Ancient Arabs believed that a superficial kiss to the lips isn’t quite as arousing as a deep sonorous kiss. Hence the goal is to make it as deep as possible with the lips and tongues of both lovers fully engaged in the act.
A Humid kiss is better than hurried coitus
This is a verse from an ancient Arabian text which further emphasizes just how important taking the time to get a partner ready for sexual intercourse is. It is believed that a man who wants to enjoy optimum pleasure during intercourse must take his time to ensure that his woman is in the right mood, through foreplay which includes touches, kisses, and caresses.

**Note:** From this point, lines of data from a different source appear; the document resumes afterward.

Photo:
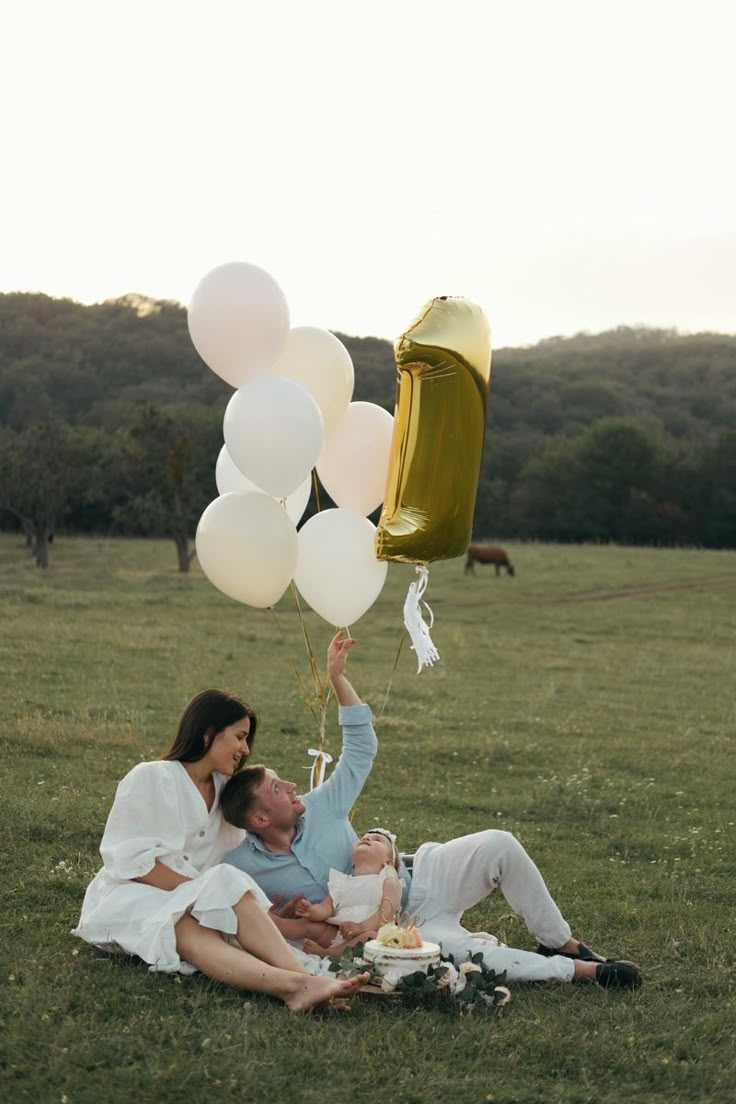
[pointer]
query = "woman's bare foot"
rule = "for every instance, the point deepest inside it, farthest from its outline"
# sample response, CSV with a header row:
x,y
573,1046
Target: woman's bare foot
x,y
320,990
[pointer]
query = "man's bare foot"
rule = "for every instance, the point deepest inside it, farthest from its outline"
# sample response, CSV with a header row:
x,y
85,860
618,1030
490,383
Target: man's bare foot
x,y
320,990
317,948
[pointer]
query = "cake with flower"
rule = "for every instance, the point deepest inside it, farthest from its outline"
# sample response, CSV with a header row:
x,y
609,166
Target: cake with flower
x,y
400,949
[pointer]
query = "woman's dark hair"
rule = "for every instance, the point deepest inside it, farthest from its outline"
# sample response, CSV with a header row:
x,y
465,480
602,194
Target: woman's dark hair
x,y
206,714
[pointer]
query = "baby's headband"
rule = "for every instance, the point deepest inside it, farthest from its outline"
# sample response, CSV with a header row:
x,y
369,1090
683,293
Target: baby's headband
x,y
390,836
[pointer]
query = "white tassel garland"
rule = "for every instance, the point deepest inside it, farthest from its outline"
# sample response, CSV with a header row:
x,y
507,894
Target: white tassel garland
x,y
416,626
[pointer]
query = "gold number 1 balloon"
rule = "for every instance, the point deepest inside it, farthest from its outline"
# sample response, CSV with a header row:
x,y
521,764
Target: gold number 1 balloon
x,y
444,362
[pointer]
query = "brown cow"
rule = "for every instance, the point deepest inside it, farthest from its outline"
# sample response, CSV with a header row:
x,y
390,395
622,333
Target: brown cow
x,y
487,553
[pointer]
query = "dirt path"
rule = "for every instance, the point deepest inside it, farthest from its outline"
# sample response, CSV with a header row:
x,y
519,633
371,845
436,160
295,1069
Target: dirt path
x,y
647,591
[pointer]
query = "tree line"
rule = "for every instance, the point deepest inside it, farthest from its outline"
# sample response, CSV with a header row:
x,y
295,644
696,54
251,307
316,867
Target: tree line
x,y
109,422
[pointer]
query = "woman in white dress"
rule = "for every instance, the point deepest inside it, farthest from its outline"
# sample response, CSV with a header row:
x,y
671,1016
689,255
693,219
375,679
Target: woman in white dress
x,y
162,892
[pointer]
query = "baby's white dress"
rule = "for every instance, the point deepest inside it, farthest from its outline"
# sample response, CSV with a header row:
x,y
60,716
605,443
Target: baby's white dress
x,y
159,814
355,898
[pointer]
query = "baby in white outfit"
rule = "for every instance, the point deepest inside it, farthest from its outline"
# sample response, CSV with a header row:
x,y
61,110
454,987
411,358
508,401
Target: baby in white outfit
x,y
359,903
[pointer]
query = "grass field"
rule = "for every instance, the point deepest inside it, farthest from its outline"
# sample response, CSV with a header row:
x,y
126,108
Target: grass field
x,y
588,706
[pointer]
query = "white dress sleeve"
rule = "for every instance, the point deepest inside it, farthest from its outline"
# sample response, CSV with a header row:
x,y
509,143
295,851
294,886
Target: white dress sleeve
x,y
144,824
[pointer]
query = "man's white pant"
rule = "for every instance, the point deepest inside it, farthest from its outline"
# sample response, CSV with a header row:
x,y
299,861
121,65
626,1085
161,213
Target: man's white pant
x,y
449,878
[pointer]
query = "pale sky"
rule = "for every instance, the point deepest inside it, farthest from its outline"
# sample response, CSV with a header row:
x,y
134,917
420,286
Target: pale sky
x,y
569,166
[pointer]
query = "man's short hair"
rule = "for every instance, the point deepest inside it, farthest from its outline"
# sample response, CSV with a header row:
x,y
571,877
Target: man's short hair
x,y
238,798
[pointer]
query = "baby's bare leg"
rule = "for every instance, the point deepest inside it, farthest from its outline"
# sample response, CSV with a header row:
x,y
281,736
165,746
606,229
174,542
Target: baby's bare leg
x,y
338,948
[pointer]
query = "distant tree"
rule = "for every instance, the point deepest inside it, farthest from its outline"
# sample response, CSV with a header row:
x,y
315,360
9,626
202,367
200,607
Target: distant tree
x,y
716,503
170,475
43,470
616,463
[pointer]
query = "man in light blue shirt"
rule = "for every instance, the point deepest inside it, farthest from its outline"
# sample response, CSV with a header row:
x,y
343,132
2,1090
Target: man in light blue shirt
x,y
294,840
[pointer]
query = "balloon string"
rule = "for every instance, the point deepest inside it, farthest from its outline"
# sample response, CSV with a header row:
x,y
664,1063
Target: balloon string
x,y
300,681
391,678
319,687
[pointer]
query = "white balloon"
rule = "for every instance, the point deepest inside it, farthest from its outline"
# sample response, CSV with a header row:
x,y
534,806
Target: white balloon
x,y
353,465
238,320
320,361
230,478
273,431
337,572
247,548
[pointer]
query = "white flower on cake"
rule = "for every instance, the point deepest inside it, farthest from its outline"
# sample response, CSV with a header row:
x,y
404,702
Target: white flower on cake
x,y
394,935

In fact, he is not expected to proceed with penetrative sex until he has her swooning with lust with her vagina well lubricated and ready for him.
Moreover, it is believed that foreplay isn’t only important for pleasure, but also for procreation as well. The ancient Arabs believed that when a woman is made ready for sex through foreplay, her womb is stretched and receptive which further increases the possibility of fertilization.
However, like every rule concerning sexual intercourse, there are exemptions.
It is believed that there are women who do not find satisfaction during sex unless it is penetrative. For such women, foreplay isn’t quite as important as vaginal penetration itself. But the case can also be said to be true in the opposite as well. There are also a good number of women who do not enjoy vaginal penetration as much as other forms of stimulation.
In fact, studies have shown that quite a good number of woman are more likely to reach orgasm through clitoral stimulation rather than mere penetration. Thus it is important that every lover understands each other to ensure that sex is enjoyed to the maximum.
There’s a catch though
While ancient Arabian culture strongly supports foreplay, it is believed that all forms of kisses, caresses and sexual body contacts are intended for sexual intercourse alone and should only be done in the context of lovemaking. While it is unclear why the Arabs had the “no smooching without sex” rule, it most likely had a moral basis.
Also, there seems to be a belief that arousal without satisfaction is unhealthy since ancient Arabs likened sexual passion to a raging fire that can only be quenched by ejaculation. Thus performing the act without the intention of having penetrative sex, which is a fairly common practice today in many cultures, was not common in Ancient Arabian civilization.
What about men?
It comes as no surprise that the rules about foreplay are directed mainly at what men should do to get the woman prepped for sex. This isn’t only because Arabian society was mostly patriarchal. In fact, there are reasons to believe that such rules were made because women would have otherwise been left unsatisfied by men, owing to their propensity to hurry through sex, without consideration for their partner.
Since men are more likely to attain an orgasm no matter the quality of sex, most cultures tend to give instructions about the things men should do to prolong the act of lovemaking, which includes foreplay.
We know for a fact today that foreplay helps both men and women. For example, anxiety is one of the factors that may affect performance and cause issues like erectile dysfunction and premature ejaculation. Through foreplay, a man can take his time to get ready and calm his nerves while also getting his lover in the mood.